Favria,  24.09.2022  Giorgio Cortese

Buona giornata. Nella vita l’occhio per occhio serve solo a rendere il mondo cieco. Felice sabato.

Acque cristalline ed isole selvagge: le Egadi

Le isole Egadisi trovano a circa 7 km dalla costa occidentale della Sicilia, di fonte a Trapani. L’arcipelago è formato da tre isole principali (Favignana, Marettimo e Levanzo) e 4 minori (Maraone, Formica, Stagnone, Galera, Galeotta e Fariglione) che in realtà sono solo poco più che scogli.  Le Egadi sono conosciute per le loro acque cristalline e la loro natura selvaggia e incontaminata. Per via di particolari condizioni idrodinamiche il mare delle Egadi è fra i più puliti e limpidi del Mediterraneo. I fondali si caratterizzano per la presenza di estese praterie di Posidonia oceanica, favorite dall’eccezionale limpidezza delle acque. La Posidonia costituisce un ecosistema molto prezioso, habitat ideale per numerose specie ittiche tra cui ricci, cernie, saraghi, polpi, aragoste, calamari. Tra gli abitanti del meraviglioso mare delle Egadi vanno ricordati anche l’ombrina, la razza, il tonno. Recentemente intorno a Marettimo sono state avvistati degli esemplari di foca monaca. Una curiosità: secondo la leggenda il dio Elios mandava il suo gregge ai fertili pascoli dell’isola di Trinacria (la Sicilia), affidandolo alla custodia delle sue due figlie Fauetusa e Lampatia, nate dalla sua unione con la giovane Neerea. I nomi delle isole Egadi prenderebbero origine dai nomi delle pastorelle e di loro madre: Auegusa, Favignana (Foetusa), Pharbantia, Levanzo (Lampatia) e Hiera, Marettimo (Neerea).

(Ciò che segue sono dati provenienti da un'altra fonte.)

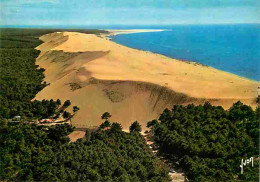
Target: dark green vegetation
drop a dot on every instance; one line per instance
(20, 78)
(29, 153)
(207, 143)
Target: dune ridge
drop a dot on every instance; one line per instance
(99, 75)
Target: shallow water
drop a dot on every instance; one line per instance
(231, 48)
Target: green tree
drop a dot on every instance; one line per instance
(66, 115)
(106, 115)
(67, 103)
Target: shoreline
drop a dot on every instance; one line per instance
(114, 32)
(124, 81)
(131, 31)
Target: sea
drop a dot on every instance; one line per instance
(231, 48)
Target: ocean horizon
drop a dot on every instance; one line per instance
(231, 48)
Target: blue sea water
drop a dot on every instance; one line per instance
(231, 48)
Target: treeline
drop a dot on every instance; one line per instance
(20, 78)
(208, 143)
(29, 153)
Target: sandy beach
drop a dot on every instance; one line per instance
(117, 32)
(99, 75)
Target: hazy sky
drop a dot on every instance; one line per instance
(128, 12)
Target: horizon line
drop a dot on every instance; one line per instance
(106, 25)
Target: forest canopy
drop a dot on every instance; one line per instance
(30, 153)
(207, 142)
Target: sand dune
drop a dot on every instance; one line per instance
(99, 75)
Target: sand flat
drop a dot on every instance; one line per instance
(130, 82)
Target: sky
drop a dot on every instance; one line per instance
(127, 12)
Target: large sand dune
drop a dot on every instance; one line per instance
(99, 75)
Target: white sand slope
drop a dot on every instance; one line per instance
(99, 75)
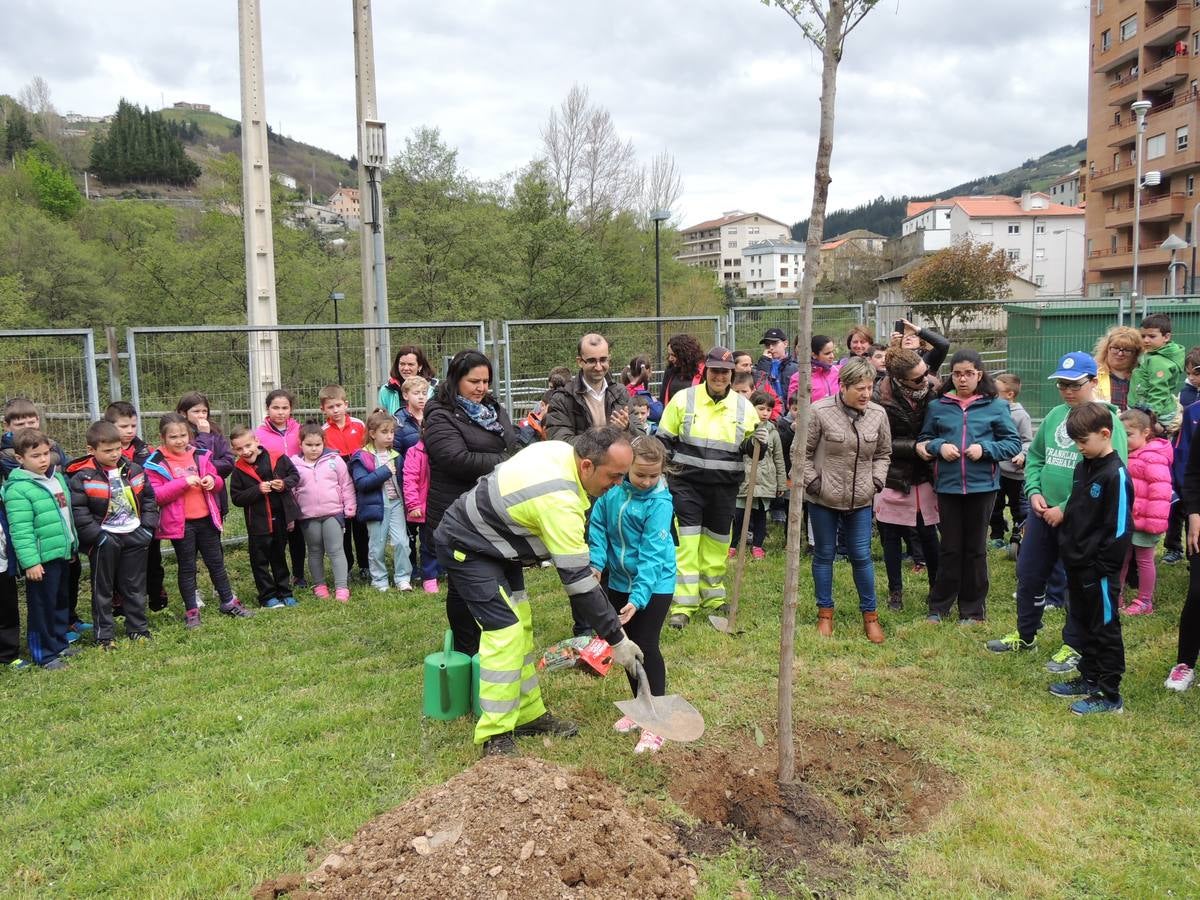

Favria, 25.09.2022  Giorgio Cortese

Buona giornata. Nella vita quotidiana non bisogna mai giudicare sbagliato ciò che non si conosce, così perdiamo l’occasione per comprendere. Felice domenica

Vivi con quelli che possono renderti migliore e che tu puoi rendere migliori. C’è un vantaggio reciproco, viva la vita se doni la vita. Ti aspettiamo oggi a FAVRIA  MERCOLEDI’ 12 OTTOBRE  2022, cortile interno del Comune dalle ore 8 alle ore 11,20. Abbiamo bisogno anche di Te. Dona il sangue, dona la vita! Attenzione, per evitare assembramenti è necessario sempre prenotare la vostra donazione. Portare sempre dietro documento identità. a Grazie per la vostra collaborazione. Cell.  3331714827- grazie se fate passa parole e divulgate il messaggio

Ciao settembre!

Questa mattina, 26 settembre il cielo era plumbeo e piovoso. Domenica mattina ammutoliva tutto e la terra bagnata tornava al cielo. Fra pochissimi giorni sarà’ ottobre, un mese dove i giorni si accorciano ma con la luce dorata dall’alba al tramonto. E si, non rimane molto tempo prima dell’arrivo dell’inverno. Ciao settembre!

Favria, 26.09.2022 Giorgio Cortese

Buona giornata. Nella vita quotidiana la distanza che si trova tra l’incertezza e la certezza si chiama speranza. Felice lunedì.